Speaker
Description
Patterns emerge in spatially extended systems at all scales, from astronomical to micrometer. The appearance of galaxies in a spiral, elliptical, or irregular form, the patterns formed by a starving colony of slime molds, wind-swept sand patterns in rivers and deserts, patterns in zebra and snow leopards are a few examples. The hexagonal pattern in Rayleigh-Benard experiment and spiral wave in Belousov-Zhabotinsky chemical reaction are such examples in laboratory experiments. These patterns can be simple or complex, static and dynamic i.e., patterns vary both in space and time, called spatiotemporal patterns. In general, the dynamics of the spatiotemporal patterns attributed to the local instabilities that emerge around their equilibrium point or fixed points when driven out of equilibrium also depends on the nature of the driving field.
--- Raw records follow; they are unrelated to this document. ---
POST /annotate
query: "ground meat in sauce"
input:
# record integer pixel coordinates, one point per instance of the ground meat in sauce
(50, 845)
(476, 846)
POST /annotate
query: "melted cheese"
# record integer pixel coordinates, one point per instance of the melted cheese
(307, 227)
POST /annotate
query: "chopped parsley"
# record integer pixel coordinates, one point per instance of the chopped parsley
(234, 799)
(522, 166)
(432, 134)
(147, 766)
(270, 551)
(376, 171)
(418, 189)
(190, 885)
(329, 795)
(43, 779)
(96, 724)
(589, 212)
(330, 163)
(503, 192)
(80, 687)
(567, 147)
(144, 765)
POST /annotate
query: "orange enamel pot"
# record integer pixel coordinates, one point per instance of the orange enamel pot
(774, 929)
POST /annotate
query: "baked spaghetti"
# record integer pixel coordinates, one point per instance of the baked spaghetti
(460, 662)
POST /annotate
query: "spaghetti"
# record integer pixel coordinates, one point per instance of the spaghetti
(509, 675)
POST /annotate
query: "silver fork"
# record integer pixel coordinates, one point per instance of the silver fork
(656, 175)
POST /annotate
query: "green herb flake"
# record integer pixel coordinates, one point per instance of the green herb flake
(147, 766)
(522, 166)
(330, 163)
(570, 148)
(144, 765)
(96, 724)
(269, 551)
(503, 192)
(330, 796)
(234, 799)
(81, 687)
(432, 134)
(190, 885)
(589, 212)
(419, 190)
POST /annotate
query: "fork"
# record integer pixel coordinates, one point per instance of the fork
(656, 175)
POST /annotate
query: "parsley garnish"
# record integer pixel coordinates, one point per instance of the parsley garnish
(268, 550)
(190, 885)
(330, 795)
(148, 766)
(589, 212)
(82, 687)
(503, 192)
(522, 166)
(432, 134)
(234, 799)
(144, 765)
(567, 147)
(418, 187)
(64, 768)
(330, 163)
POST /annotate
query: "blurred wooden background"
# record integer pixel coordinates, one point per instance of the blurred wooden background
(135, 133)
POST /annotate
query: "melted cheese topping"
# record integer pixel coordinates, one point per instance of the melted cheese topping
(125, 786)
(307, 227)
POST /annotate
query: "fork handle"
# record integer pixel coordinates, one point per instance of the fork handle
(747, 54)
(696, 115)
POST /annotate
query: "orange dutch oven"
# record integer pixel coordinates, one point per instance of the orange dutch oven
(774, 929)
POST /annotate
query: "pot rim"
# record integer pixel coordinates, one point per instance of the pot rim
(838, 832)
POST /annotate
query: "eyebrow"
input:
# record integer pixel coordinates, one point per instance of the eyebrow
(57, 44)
Then, a natural question arises: do the local instabilities keep all the information about the nature of the spatio-temporal patterns? In other words, can seemingly equivalent linear instability give rise to various spatiotemporal patterns?
To address the question, we consider the spatially extended Ananthakrishna's (AK) model, a dynamical model developed to understand the plastic instability of crystalline materials system. The AK model captures all the generic spatiotemporal patterns that appear in a dynamic experiment as a function of the control parameter. The model has a broad instability spectrum associated with the control parameter. We observed that seemingly identical local linear instability with distinctly different control parameters gives rise to distinct spatiotemporal patterns. To understand the origin of the changing nature of the spatio-temporal pattern as a function of the control parameter, we evaluate the Lyapunov spectrum that calculates the time scales associated with each degree of freedom. Our study reveals that the nature of spatiotemporal patterns depends on the separation of participating time scales. While a large difference in the average value of participating time scales gives rise to static and randomized spatiotemporal patterns, uniformly distributed competing time scales give rise to continuous patterns. This information is not apparent in the local instability and is therefore not adequate to explain various dynamic spatiotemporal patterns in extended systems.